4、Some preliminary knowledge can be added to help people understand the paper.
5、In Section 2, there are many different symbols used, the meaning of these symbols can be declared in a table.
6、In Figure 3, there is a lack of explanation for the classification accuracy of a classifier that draws multiple curves.
Author Response
We thank the reviewer for the insightful comments. In our report whenever referring to equations and lines we consider the revised manuscript, this should help track the changes.
Comment 1:
In the abstract, please emphasize the importance and significance of this research work.
Response 1:
We agree with the reviewer that the abstract did not effectively communicate the significance of our work. We have rewritten the abstract and emphasized that our hidden Markov Neural Network tries to strike a balance between adapting to new data and forgetting outdated information while also allowing for uncertainty quantification.
Comment 2:
In Figure 2, there are three curves of the model under each parameter, which can further explain the three models.
Response 2:
We thank the reviewer for the comment. The three best models were included for visual purposes in Figure 2, at test time we then considered a single one. We rephrased lines 276-281 to make this clearer.
Comment 3:
In Section 4, additional data sets be incorporated into each sub-section for the purpose of verification.
Response 3:
In section 4, we run an additional experiment, subsection 4.2, on the two-moons dataset, which we make time-evolving by rotating it over time. HMNN can quickly learn how to separate the two ``moons'' and quantify uncertainty. Specifically, we considered two scenarios: one where the two ``moons'' are well separated over time, and another where they overlap over time. We showed that the size of our credible intervals increases when the two ``moons'' overlap, and when no data are observed between the two classes.
Comment 4:
Some preliminary knowledge can be added to help people understand the paper.}
Response 4:
We have simplified section 2 by adding some extra explanation on the factorization (1), lines 64-68, and the operators (3),(4),(9), lines 76-78 and lines 86-90 and lines 110-115. We have also written a new subsection, subsection 2.4, which explains how to measure performance and quantify uncertainty.
Comment 5:
In Section 2, there are many different symbols used, the meaning of these symbols can be declared in a table.
Response 5:
We thank the reviewer for this suggestion, we have added Table 1 which summarizes the key symbols used in the paper.
Comment 6:
In Figure 3, there is a lack of explanation for the classification accuracy of a classifier that draws multiple curves.
Response 6:
We have added a remark at the end of subsection 4.3 to clarify the aim of the experiment, lines 327-329.

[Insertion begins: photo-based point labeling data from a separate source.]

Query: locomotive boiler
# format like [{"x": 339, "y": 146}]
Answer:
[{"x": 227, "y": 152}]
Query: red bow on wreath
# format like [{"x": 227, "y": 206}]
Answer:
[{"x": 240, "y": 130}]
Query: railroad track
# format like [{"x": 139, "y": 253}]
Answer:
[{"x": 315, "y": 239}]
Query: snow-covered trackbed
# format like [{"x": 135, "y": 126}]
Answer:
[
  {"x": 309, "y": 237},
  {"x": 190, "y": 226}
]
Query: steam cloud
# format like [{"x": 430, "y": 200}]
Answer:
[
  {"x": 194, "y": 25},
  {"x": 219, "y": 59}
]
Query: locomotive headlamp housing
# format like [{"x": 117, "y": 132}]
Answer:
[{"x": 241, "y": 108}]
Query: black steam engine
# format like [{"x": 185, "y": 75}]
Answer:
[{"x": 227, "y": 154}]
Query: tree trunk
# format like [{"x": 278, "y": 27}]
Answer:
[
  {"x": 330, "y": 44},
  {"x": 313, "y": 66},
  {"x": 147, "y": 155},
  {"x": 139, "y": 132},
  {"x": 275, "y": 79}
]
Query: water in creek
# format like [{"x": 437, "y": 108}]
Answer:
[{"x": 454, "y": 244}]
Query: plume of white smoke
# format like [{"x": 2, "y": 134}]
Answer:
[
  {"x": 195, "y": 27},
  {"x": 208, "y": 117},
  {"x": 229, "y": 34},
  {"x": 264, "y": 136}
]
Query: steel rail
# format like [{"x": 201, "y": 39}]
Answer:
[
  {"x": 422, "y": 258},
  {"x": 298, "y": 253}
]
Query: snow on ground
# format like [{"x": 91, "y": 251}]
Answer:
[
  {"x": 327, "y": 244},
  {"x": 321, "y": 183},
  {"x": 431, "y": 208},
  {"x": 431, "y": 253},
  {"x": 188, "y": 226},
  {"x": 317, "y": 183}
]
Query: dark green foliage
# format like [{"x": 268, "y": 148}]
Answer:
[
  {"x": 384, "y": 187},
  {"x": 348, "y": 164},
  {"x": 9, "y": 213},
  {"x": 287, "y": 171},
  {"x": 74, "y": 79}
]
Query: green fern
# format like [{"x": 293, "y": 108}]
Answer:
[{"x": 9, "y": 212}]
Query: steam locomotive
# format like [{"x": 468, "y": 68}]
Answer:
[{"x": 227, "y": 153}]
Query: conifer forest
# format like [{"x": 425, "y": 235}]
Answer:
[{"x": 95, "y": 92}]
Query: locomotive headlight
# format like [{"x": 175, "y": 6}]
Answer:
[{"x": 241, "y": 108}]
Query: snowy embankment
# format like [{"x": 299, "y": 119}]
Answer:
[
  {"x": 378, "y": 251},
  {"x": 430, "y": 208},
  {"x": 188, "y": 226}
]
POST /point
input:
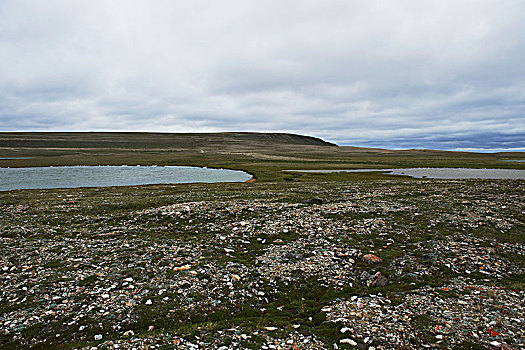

Author Response File: Author Response.pdf
Reviewer 2 Report
Comments and Suggestions for AuthorsComments are in the attached file.
Comments for author File: Comments.pdf
Author Response
We sincerely thank the reviewer for the useful comments. In our report whenever referring to equations and lines we consider the revised manuscript, this should help track the changes.
Comment 1:
lines 54-55, The authors assume that the weights evolve independently from each other, and from formula (13) we can see, that the coordinates of the weights are independent on each other too. Is the restriction shown in formula (1) necessary?
Response 1:
We thank the reviewer for pointing this out. Yes, the factorization from (1) is necessary as it allows us to perform the prediction step at a low cost and in closed form. We have added a remark after (1), lines 64-67, to ensure this is clear. We also mention the possibility of having some form of block structure. This will make everything more costly as we have to track correlations across weights, but it might be an interesting extension, lines 67-68.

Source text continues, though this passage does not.